Citi's Mark Mahaney offers up a very useful "cheat sheet," and here are some highlights: Pro forma operating income expected to be about $330 million, though anything less than $300 million would be negative; operating margin of about 5.1 percent (Citi expects 4.7 percent); North American revenue growth of 13 percent, better than 15 percent good, but under 12 percent bad; North American gross margin of 22.3 percent; International revenue growth of 6 percent; International gross margin of 18.5 percent; and a Third Party mix percentage of 25 percent to 30 percent.

As far as guidance is concerned, the Street is looking for operating income of $261 million on $4.598 billion and for the entire year 2009, operating income of $1.2 billion on $21.3 billion.

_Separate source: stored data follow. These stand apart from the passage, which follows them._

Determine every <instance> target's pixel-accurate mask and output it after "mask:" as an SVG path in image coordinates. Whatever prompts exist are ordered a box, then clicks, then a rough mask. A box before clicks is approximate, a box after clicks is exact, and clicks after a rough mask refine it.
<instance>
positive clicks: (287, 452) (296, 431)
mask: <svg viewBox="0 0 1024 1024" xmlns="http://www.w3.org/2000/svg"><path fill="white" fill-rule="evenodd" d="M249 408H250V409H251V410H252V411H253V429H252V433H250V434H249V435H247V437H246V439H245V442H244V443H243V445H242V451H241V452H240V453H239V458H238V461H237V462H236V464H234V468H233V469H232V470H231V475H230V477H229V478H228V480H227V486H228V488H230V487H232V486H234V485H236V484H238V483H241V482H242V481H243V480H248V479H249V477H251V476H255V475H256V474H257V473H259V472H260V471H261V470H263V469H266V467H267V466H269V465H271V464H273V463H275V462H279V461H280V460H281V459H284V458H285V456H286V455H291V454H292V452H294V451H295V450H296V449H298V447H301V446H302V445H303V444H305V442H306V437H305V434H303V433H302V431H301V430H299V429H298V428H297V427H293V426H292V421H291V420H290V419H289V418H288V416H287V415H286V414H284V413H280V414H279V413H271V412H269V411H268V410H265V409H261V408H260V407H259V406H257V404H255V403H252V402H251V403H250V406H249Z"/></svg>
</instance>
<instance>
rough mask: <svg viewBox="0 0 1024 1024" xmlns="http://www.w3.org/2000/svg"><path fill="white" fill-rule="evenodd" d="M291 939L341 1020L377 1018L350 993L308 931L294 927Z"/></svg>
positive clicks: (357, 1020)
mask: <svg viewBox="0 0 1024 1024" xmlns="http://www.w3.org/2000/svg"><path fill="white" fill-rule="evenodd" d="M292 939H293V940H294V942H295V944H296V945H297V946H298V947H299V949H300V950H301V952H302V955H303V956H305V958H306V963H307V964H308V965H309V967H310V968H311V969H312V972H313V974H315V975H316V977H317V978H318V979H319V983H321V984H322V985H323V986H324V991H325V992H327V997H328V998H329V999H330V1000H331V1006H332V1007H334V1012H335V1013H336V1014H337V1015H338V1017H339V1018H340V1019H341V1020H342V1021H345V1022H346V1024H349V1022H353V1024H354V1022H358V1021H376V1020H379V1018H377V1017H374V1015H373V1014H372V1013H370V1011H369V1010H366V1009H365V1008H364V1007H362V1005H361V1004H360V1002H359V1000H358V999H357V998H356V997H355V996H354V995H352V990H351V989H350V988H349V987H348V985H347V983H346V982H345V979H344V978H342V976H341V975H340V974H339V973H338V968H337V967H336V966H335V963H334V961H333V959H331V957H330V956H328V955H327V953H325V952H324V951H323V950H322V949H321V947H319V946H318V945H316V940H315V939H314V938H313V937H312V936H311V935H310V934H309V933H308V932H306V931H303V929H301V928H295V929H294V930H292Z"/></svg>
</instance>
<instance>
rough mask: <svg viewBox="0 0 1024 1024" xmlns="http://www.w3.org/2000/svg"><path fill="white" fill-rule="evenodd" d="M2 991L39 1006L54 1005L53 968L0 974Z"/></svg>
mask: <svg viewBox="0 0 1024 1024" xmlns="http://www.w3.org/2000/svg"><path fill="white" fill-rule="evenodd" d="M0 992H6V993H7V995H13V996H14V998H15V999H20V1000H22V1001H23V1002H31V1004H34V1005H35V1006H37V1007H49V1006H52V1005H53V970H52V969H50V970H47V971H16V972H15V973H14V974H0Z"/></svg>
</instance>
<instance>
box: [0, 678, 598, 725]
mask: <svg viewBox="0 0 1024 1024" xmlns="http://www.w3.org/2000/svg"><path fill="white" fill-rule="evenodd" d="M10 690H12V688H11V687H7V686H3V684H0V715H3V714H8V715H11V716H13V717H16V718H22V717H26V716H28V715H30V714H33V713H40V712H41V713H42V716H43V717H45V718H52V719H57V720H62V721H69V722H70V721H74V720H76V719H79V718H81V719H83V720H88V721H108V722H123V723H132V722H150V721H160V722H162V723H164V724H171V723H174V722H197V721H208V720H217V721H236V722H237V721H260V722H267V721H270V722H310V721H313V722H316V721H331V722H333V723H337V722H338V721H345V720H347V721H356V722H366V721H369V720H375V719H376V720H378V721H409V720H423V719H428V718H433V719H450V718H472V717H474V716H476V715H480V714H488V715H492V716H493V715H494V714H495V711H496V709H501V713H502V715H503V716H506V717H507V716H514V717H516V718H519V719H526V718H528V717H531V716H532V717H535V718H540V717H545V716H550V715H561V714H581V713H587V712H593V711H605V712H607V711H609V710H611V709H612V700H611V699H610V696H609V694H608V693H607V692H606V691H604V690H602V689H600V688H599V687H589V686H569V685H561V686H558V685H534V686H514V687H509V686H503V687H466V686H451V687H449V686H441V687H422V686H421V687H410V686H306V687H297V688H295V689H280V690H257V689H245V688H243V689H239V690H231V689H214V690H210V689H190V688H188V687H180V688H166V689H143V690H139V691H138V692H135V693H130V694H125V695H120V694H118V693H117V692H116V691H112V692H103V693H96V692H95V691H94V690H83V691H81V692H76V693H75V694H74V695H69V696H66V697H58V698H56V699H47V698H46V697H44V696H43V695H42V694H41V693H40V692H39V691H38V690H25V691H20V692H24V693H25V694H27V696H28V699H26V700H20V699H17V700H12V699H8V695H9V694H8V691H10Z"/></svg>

Analysts will also be looking for some commentary on the company's Kindle electronic book reader. The company sorely underestimated the popularity of the device heading into the holiday shopping season, announcing a 3 to 4 month back-order delay after Oprah Winfrey featured the Kindle, and Amazon CEO Jeff Bezos, on her show, calling it the best device she's ever seen. As Amazon seeks to replenish the supply chain with the $399 device, there's rumors that the company will upgrade and update the device with a newer version as soon as next month, and that part of the product shortfall came from Amazon trying to clear the channel. It's just that the channel cleared a lot sooner than anyone anticipated.

Amazon has scheduled a significant media event in New York City on February 9 and there's speculation that it might center on the new and improved Kindle.

Meantime, Amazon shares dropped 30 percent during the quarter and 45 percent during 2008.